Presenter
Mark S. Miller, Agoric
Mark S. Miller is the main designer of the E and Dr. SES distributed object-capability programming languages, inventor of Miller Columns, a pioneer of agoric (market-based secure distributed) computing, an architect of the Xanadu hypertext publishing system, a representative to the EcmaScript committee, senior fellow of the Foresight Institute, and founding Chief Scientist of Agoric.
Morgan Livingston, TechCongress Fellow
Morgan Livingston is a cyber policy researcher, focusing on machine learning, cybersecurity, and data. Most recently, she supported White House and federal AI policy as an IDA Science and Technology Policy Institute fellow. Morgan is passionate about longterm technology governance, having researched privacy law with Stanford Law, space policy with IDA, quantum computing with the Wilson Center, and implemented cybersecurity compliance with ICS cybersecurity company Nozomi Networks...
Allison Duettmann, Foresight Institute
Allison Duettmann is the president and CEO of Foresight Institute. She directs the Intelligent Cooperation, Molecular Machines, Biotech & Health Extension, Neurotech, and Space Groups, Fellowships, Prizes, and Tech Trees. She shares Foresight’s work with the public, for instance at the Wall Street Journal, SXSW, O’Reilly AI, WEF, The Partnership on AI, Effective Altruism Global, and TEDx. She founded Existentialhope.com, co-edited Superintelligence: Coordination & Strategy...
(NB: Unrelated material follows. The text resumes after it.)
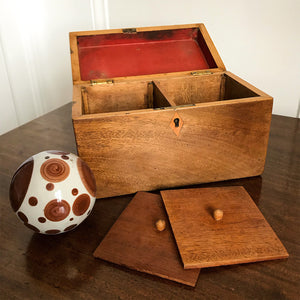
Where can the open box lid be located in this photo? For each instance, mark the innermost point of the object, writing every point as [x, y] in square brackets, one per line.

Austin Liu, Cornell University
Hi, I’m Austin. A series of odd (mis?)steps has led me to cryptography and computational number theory.
Dean Tribble, Agoric
E. Dean Tribble, Agoric CEO, designed the negotiation process and contract for the first smart contracting system, AMiX. As a Principal Architect at Microsoft, he designed the Midori distributed object-capability operating system. As founder and CTO for Agorics (acquired by Microsoft), he developed the brokerage information system for Schwab’sactive traders, the WebMart system for electronic contracts, and the first electronic check project by the FSTC for the DoD...
Mikayla Maki, Zed
Mikayla started working in software as a freelance programmer, building WordPress websites for small businesses from 2015 to 2017. In 2018 she decided to return to school, going to Portland State University and study P2P software, CRDTs, and distributed web technologies with Rust. As an intern at Zed for the summer of 2022, she built Zed's integrated Terminal emulator, and was subsequently hired. In her spare time she helps teach high schoolers in rural Oregon the basics of computer programming.
Summary:
What are you trying to do?
We suggest building interaction design for usable security. Make it common to develop user interfaces in which the easy way is the secure way, i.e. “the actions that users want to take, they naturally take in a secure fashion”.
How is it done today? What are the limitations of the current system?
Civilization’s computer infrastructure is patchwork and insecurable. Problems include attacks on electric grid, major financial meltdowns, and other attack vectors propagated by advanced AI.
What is new in your approach and why do you think it will be successful?
Make all decisions an explicit part of the user interface, which will allow users to understand the implications of their actions. The entire problem is too large to tackle. What we can do is create a prize, i.e. the Norm Hardy Prize, to honor the late computer security pioneer and promote the secure use of computers.
If successful, what difference will it make?
Voluntary cooperation is only meaningful when based on informed consent. UIs are where the human world meets the crypto world. The UI security issue *is* the issue of enabling the human to understand what they are consenting to.
How much will it cost?
Ideally, $10K annually for 5 years. Plus $5K for admin, physical award, travel stipends to speaking engagement, press release and PR.
How long will it take?
The prize will be given annually.
What are the mid-term and final exams to check for completeness?
To check for prize awardees quality: use rank votes for submissions.
To check for success of prize purpose, determine if prize winners’ systems are adopted in widely used systems afterward.